El resultado es un álbum que, al igual que muchos de los mejores discos de rock grabados durante los años 70, remite a imágenes entre lujosas y decadentes, hijas de un sonido sofisticado –sobre todo en la última mitad del disco– y de una poética urbana de derrota. Con el correr de los capítulos (las canciones) la criatura protagonista de esta historia se vuelve vieja y torpe hasta el descarte, pero, así y todo, su llanto de blues tiene luces de esperanza, y nunca le falta un buen ritmo para seguir esta película tan triste como fatalmente atractiva.

Foto del artículo 'Brillo, espesor y una historia de vagabundos: el nuevo disco de ORO'

En el arranque, Anastasiadis canta “Pájaro de noche”, una reminiscencia que dice que ORO volvió como siempre. El personaje comienza otra jornada, olvidado de toda dificultad y dispuesto a otra vuelta de tragos y festejo, aunque este nuevo sonido del grupo no pierde tiempo y clava la incógnita por el resto de los giros de la placa. “Por hablar así” es una postal paranoica que avisa con una armónica y un bajo del oeste.

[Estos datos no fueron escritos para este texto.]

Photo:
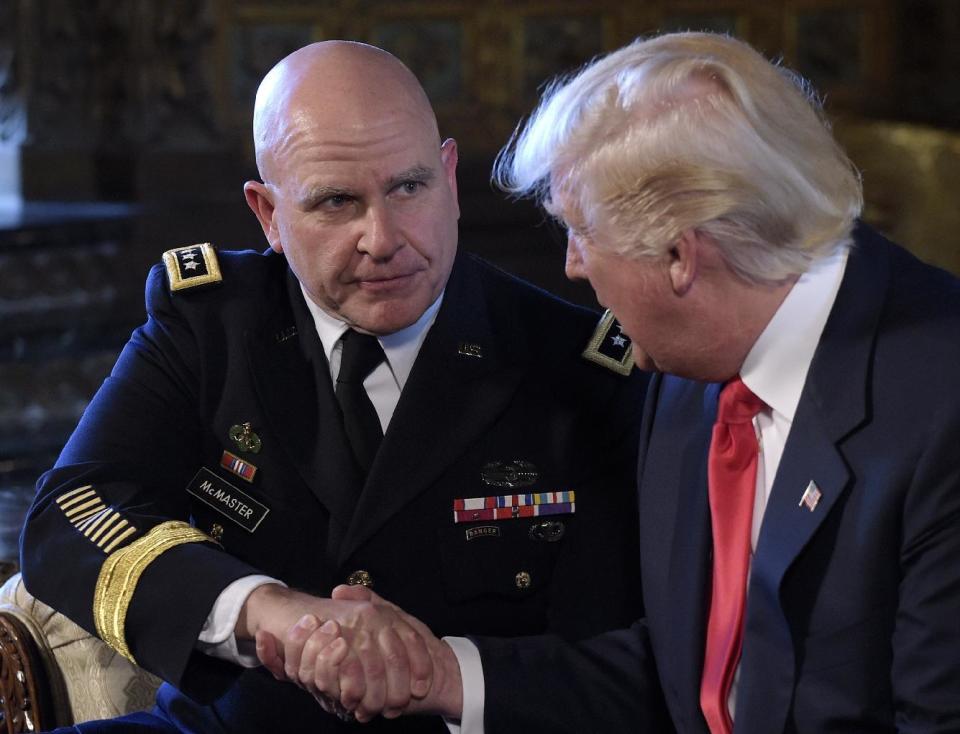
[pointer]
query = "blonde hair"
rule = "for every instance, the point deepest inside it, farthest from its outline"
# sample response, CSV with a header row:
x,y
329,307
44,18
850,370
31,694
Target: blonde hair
x,y
689,131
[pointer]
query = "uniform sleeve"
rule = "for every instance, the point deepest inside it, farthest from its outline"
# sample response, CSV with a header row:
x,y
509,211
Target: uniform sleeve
x,y
107,540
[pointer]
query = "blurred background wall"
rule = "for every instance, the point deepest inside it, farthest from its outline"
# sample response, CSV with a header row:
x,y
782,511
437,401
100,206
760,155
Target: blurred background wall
x,y
124,129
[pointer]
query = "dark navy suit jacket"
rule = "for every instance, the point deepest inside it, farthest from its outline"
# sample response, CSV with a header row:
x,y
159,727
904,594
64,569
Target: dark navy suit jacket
x,y
499,378
853,616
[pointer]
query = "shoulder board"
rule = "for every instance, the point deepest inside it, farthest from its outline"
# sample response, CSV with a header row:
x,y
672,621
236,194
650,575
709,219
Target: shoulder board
x,y
609,346
191,266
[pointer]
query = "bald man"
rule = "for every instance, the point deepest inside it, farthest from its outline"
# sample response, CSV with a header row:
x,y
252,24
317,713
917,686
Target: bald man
x,y
472,459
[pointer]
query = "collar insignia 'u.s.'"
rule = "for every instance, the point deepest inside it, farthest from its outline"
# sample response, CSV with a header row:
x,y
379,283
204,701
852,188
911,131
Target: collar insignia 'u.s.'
x,y
609,346
513,506
188,267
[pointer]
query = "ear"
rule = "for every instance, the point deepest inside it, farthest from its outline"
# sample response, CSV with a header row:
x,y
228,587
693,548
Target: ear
x,y
685,261
449,157
260,200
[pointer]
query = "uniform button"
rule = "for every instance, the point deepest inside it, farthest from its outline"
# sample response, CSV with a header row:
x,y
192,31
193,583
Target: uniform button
x,y
360,578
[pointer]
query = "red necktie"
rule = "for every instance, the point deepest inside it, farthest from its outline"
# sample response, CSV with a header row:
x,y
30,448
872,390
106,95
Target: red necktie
x,y
732,484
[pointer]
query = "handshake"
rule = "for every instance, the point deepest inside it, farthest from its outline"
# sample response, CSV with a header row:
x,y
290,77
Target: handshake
x,y
358,655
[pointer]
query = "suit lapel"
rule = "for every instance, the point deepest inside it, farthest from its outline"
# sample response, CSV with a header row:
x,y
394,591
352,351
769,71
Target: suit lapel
x,y
293,383
690,558
834,403
449,400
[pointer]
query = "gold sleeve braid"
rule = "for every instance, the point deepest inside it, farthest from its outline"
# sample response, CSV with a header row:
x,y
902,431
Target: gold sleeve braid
x,y
121,571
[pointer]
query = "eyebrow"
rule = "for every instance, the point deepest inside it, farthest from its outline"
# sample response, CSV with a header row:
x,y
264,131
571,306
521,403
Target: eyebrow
x,y
316,194
416,173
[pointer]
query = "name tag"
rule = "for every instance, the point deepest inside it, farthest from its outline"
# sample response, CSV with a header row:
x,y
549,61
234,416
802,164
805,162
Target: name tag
x,y
227,499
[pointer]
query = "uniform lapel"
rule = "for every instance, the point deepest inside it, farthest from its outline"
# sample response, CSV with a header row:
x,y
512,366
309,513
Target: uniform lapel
x,y
293,383
449,400
834,403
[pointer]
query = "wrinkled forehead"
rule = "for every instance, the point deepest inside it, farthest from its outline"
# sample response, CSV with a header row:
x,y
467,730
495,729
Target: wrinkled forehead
x,y
379,135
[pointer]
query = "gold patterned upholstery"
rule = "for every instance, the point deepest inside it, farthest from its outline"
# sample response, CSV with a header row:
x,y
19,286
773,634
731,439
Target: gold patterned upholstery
x,y
57,672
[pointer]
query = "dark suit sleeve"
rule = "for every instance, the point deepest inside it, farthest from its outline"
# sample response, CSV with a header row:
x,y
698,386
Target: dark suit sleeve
x,y
926,638
544,684
133,453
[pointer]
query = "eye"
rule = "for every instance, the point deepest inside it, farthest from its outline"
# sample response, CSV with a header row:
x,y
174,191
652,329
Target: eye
x,y
337,201
409,188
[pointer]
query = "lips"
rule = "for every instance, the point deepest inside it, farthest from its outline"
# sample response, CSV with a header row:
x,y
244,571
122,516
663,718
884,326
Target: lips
x,y
385,283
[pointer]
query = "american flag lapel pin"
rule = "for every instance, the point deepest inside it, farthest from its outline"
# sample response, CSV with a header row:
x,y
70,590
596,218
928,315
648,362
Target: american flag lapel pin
x,y
811,496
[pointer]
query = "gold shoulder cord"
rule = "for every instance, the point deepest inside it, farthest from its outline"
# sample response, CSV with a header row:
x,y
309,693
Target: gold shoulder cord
x,y
122,570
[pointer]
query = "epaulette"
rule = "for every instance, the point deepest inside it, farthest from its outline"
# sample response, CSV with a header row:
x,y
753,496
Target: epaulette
x,y
192,266
611,350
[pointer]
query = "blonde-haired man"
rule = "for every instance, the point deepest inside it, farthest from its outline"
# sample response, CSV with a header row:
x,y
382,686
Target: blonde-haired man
x,y
799,483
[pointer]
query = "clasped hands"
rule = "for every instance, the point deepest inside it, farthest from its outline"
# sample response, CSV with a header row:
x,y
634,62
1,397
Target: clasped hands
x,y
356,653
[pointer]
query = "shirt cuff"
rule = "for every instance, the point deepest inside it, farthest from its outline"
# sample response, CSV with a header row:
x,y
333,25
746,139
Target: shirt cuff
x,y
471,674
217,638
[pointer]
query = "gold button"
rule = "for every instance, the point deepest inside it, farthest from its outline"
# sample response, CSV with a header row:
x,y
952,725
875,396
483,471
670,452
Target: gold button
x,y
522,580
360,578
216,532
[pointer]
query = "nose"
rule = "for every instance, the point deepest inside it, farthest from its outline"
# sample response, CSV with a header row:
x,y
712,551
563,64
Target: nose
x,y
573,266
380,238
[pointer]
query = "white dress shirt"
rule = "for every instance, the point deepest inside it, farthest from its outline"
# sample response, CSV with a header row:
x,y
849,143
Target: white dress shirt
x,y
775,370
383,387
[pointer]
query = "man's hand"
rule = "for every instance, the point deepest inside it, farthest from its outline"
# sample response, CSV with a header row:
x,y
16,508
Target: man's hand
x,y
445,694
367,656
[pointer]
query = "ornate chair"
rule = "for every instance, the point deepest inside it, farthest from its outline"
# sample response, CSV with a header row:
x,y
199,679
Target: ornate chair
x,y
54,673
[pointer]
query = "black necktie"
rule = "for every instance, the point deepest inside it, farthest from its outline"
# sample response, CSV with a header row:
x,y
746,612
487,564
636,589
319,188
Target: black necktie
x,y
361,354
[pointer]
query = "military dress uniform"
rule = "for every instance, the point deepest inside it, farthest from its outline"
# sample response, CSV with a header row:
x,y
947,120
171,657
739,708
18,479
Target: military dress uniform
x,y
500,502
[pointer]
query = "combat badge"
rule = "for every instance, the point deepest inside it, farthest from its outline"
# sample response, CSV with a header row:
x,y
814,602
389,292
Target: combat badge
x,y
509,474
195,265
242,434
226,499
609,346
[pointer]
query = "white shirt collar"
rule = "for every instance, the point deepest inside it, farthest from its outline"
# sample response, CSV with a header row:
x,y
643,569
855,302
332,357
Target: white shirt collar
x,y
401,347
776,366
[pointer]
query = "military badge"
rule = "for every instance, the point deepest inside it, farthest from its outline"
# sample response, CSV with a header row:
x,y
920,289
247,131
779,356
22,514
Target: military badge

“¿Qué vas a hacer hoy?” inicia una serie de riffs perturbadores. De repente, el paisaje cambia de la ciudad al desierto debido a una droga que pegó muy mal, no pegó o, peor aún, ya no pega más. En este mojón comienza a dejarse escuchar la genialidad de Phil Lynott y los Thin Lizzy, quizás la mejor banda de rock de todos los tiempos. La sonoridad de los bajos y las baterías es pesada y multidimensional, y, de todas formas, le otorga un brillo que envidiarán los más fanáticos de la alta resolución. Sigue “Los cigarros de mi padre”, una melodía instalada en un dolor de apariencia inofensiva y pasajera. “Mundo esquivo” da asco de lo bien que quedó: canta Bondoni y tiene un riff asesino; alguien pregunta por una calle, y la canción termina en la forma de un abismo.

En “Autómata” la secuencia sónica se fragmenta para relatar una posible y única salida para seguir adelante. “Juego podrido” es la mejor canción del disco. Es clásica y tiene una letra especialmente inspirada. La guitarra y el bajo avanzan en un contrapunto de tradición y se separan en el momento en que la historia parece concluir hacia uno de los destinos posibles.

En la última parte del disco, con “A la sombra”, “Pantallas en el espacio” y “Creí que vos lo sabías”, la banda deja saber que alguien sigue con vida y dispuesto a volver a caerse. Aparece un amigo y la oportunidad de una nueva trifulca. “Sólo consigo correr sin parar”, confiesa el sujeto, y desaparece la electricidad.

Máquina del alma, de ORO. Little Butterfly Records, 2023. En plataformas digitales.